On 18 January, an Israeli air attack killed six Hizballah fighters on the Golan Heights, including an Iranian Revolutionary Guard General, Mohammad al Allahdadi. These people supposedly were fighting on behalf of the Ba'athist government in Damascus, Syria. Iran and Hizballah vowed revenge for the deaths and began by firing rockets. Israel responded by firing artillery and rockets.
The Israeli operations are almost counterintuitive. They damage Hizballah and Syrian government forces that are more friendly to Israel than ISIL and other forces dedicated to overthrowing the Ba'athists in Damascus.
Israeli leaders, however, trusts that Israel has no friends in the Syrian civil war, whether pro-Iranian forces or Sunni Islamic terrorists win. There is no good end-state for Israel.
Iranian generals and Hizballah fighters on the Golan Heights, almost by definition, signify that Iran is looking at objectives far beyond the current fighting in Syria. Those objectives include attacks against Israel.
Israeli actions signify that Israel also is looking beyond the current situation to discern the nature of the threat in the middle years. Meanwhile, it is sending the signal that Hizballah and Iran remain tactical and strategic enemies.
At a ceremony in southern Israel, Prime Minister Netanyahu said, "At this moment, the IDF is responding to events in the north.
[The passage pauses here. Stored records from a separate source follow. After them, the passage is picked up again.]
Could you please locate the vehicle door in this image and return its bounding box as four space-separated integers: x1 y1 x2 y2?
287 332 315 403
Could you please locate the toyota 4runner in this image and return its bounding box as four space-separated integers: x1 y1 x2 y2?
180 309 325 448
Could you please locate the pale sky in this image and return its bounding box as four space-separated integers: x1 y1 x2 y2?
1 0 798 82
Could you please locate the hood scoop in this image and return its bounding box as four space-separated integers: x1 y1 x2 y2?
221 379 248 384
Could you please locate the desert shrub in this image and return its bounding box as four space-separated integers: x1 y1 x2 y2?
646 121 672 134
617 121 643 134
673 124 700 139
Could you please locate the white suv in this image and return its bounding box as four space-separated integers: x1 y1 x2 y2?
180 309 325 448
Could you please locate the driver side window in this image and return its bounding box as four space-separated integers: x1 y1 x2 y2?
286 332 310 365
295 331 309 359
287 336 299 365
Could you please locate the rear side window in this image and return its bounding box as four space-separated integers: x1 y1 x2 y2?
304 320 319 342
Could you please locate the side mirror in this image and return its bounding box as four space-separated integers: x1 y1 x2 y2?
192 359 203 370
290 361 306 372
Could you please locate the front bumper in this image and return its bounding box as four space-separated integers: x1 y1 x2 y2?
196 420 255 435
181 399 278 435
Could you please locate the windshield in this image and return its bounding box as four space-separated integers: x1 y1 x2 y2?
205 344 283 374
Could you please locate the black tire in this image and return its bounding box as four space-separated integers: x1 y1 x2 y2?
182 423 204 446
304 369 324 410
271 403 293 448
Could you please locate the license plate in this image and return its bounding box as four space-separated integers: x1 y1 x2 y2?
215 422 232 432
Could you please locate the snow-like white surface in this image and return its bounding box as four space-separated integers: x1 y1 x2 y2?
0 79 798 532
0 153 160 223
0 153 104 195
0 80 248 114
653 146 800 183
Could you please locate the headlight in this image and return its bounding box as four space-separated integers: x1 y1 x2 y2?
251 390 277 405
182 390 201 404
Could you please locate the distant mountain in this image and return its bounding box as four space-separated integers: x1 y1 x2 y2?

To everyone who is trying to challenge us at the northern border, I recommend that they look (at) what happened not far away, in Gaza: Hamas took its hardest hit since its formation. And the IDF is prepared to act strongly on all fronts."
Gaza: Today the UN humanitarian mission in the Gaza Strip announced that it had run out of funds for reconstruction. Naturally, this prompted violent demonstrations by Palestinians, protesting the end of their entitlements. The protestors stormed the UN compound, but the UN workers had evacuated.
The UN special coordinator for the Middle East Peace Process, Robert Serry, said he was "outraged by the assault" on the UN compound. "During a pre-announced demonstration, of which Hamas was well aware, a number of protesters climbed the perimeter wall and entered the compound causing damage to United Nations premises and property," he said. "Due to precautionary measures taken, United Nations personnel working in the compound were fortunately unharmed."
"Pending a full transfer of security responsibilities to the legitimate Palestinian Authority, we continue to hold Hamas fully responsible for the security and safety of all United Nations personnel and operations in Gaza," Serry said. "As this serious incident took place in the context of increasing incitement against the United Nations in Gaza, the Special Coordinator is conducting an urgent review of operations in Gaza."
Comment: Hamas never runs out of money for arms, but always blames the UN for shortages of relief, construction and humanitarian assistance.
The anti-UN protests are misguided because the Arab states are the real tightwads. Support for the Palestinians is a clarion call for oil-rich Arab states. Last summer they promised US $ billions to rebuild Gaza after the Israeli offensive. They invariably renege on their commitments, as they have for half a century. The Gaza protestors should direct their ire against the Arab states, not the UN, but that never seems to happen.
Mali: Update. On 28 January, a suicide bomb attack near Tabancort killed at least nine people. "The suicide bombers walked out of Tabancort/Tabankort last night and they detonated when they reached an MNLA battalion," said Mossa Ag Attaher, spokesman for the main Touareg rebel group, MNLA. He claimed that 12 people died.
The UN launched air strikes to push back MNLA Touareg fighters, who launched the assault to capture Tabancort.
Comment: It is difficult to piece together what is happening at Tabancort. Apparently, the Touaregs are attempting to remove a pro-Bamako militia - Gatia -- that uses the town as its base. Gatia is a French acronym for Imghad and Allies Touareg Self-Defence Group. More on this later.
This is the first suicide bombing attributed to a pro-government militia. It implies that some Islamic fundamentalists are cooperating with pro-government militias in the fight against Touareg separatists. The UN mission in Mali appears to be failing.
End of NightWatch for 28 January 2015.